In the argument portion of its brief on this point, Bank relies upon its exhibits admitted at trial to support its claims, in addition to Tiffany Pritchett's testimony. Unfortunately, Bank failed to deposit those exhibits with this Court, as required by Rules 81.12(e) and 81.16. When confronted during oral argument with such failure, Bank's counsel acknowledged the failure, but excused it as not being necessary because the exhibits were included in Bank's appendix to its brief.
Moreover, Rule 4 of the Southern District Special Rules directs that "[a]n appellant is responsible for ensuring that all exhibits necessary for the determination of any point relied on are deposited or filed with the Court." Rule 4 also provides that "[c]opies of exhibits may be contained in a legal file which is prepared in accordance with all applicable court rules." Furthermore, "[o]riginal exhibits may be deposited with the Court in accordance with Supreme Court Rule 81.16." Rule 4, Southern District Special Rules.

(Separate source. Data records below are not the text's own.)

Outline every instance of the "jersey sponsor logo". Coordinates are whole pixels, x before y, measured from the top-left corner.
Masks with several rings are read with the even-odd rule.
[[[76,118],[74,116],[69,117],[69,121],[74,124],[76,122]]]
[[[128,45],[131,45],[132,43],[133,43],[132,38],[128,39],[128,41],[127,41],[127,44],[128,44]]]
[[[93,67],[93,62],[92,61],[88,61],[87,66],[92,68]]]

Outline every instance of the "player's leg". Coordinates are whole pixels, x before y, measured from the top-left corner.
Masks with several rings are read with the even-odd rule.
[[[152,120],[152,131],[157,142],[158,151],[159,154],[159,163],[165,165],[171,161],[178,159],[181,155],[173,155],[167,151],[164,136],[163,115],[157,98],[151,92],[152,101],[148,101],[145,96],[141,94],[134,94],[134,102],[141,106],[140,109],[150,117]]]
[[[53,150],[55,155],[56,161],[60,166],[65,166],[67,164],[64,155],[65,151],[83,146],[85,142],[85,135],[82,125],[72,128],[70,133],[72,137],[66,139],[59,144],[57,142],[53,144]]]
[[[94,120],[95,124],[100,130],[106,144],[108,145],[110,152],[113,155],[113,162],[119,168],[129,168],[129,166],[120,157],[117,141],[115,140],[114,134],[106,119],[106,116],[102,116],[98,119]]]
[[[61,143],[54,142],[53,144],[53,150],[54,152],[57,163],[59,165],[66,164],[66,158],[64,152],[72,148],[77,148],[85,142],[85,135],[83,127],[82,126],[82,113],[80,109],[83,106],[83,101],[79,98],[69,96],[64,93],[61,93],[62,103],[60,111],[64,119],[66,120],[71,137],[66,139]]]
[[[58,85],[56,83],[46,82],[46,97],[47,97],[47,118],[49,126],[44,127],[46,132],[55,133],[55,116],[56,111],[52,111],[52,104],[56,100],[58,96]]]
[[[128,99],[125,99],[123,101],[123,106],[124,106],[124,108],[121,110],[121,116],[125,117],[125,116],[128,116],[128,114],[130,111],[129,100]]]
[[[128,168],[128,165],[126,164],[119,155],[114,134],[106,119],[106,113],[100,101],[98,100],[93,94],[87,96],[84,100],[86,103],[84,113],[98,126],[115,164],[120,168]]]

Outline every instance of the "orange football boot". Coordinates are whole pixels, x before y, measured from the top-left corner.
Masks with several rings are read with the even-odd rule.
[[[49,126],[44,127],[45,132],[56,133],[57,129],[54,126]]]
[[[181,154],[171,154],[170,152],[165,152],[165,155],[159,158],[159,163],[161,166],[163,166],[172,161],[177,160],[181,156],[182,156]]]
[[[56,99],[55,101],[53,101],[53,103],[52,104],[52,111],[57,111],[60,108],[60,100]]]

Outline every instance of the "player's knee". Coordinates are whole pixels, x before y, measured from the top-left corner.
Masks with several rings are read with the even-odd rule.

Here, copies of exhibits were not included in the legal file and the originals were not deposited with the Court in accordance with Rule 81.16.
Rule 81.16(c) further provides that "[a]ny exhibits not timely deposited may be considered by the court as immaterial to the issues on appeal." Rule 81.16(c). See also Christian Health Care of Springfield West Park, Inc. v. Little, 145 S.W.3d 44, 51 (Mo.App.2004) ("An exhibit omitted from the record on appeal may be treated by an appellate court either as immaterial to the issues presented or as supporting the judgment of the trial court."); Bridgeman, 63 S.W.3d at 692; Kelly v. Ellis, 875 S.W.2d 612, 614 (Mo.App.1994). Accordingly, we will consider Bank's Exhibits 1, 4, and 5 as immaterial to any issue on appeal and proceed to consider Bank's point based solely upon Ms. Pritchett's testimony.
As previously noted, Bank had the burden of proof on all issues, Stiff, 989 S.W.2d at 628, and the trial court had the discretion to believe none of Ms. Pritchett's testimony. Capital One Bank, 178 S.W.3d at 571. This is so even though Ms. Pritchett's testimony may have been essentially uncontradicted or uncontroverted. Stiff, 989 S.W.2d at 628. Deferring to the trial court's discretion to determine witness credibility, as we must, we are unable to say that the trial court's judgment in favor of the Lewises is erroneous in any respect as alleged by Bank. Bank's first point is denied.
The trial court's judgment is affirmed.
BARNEY, P.J., and BURRELL, J., concur.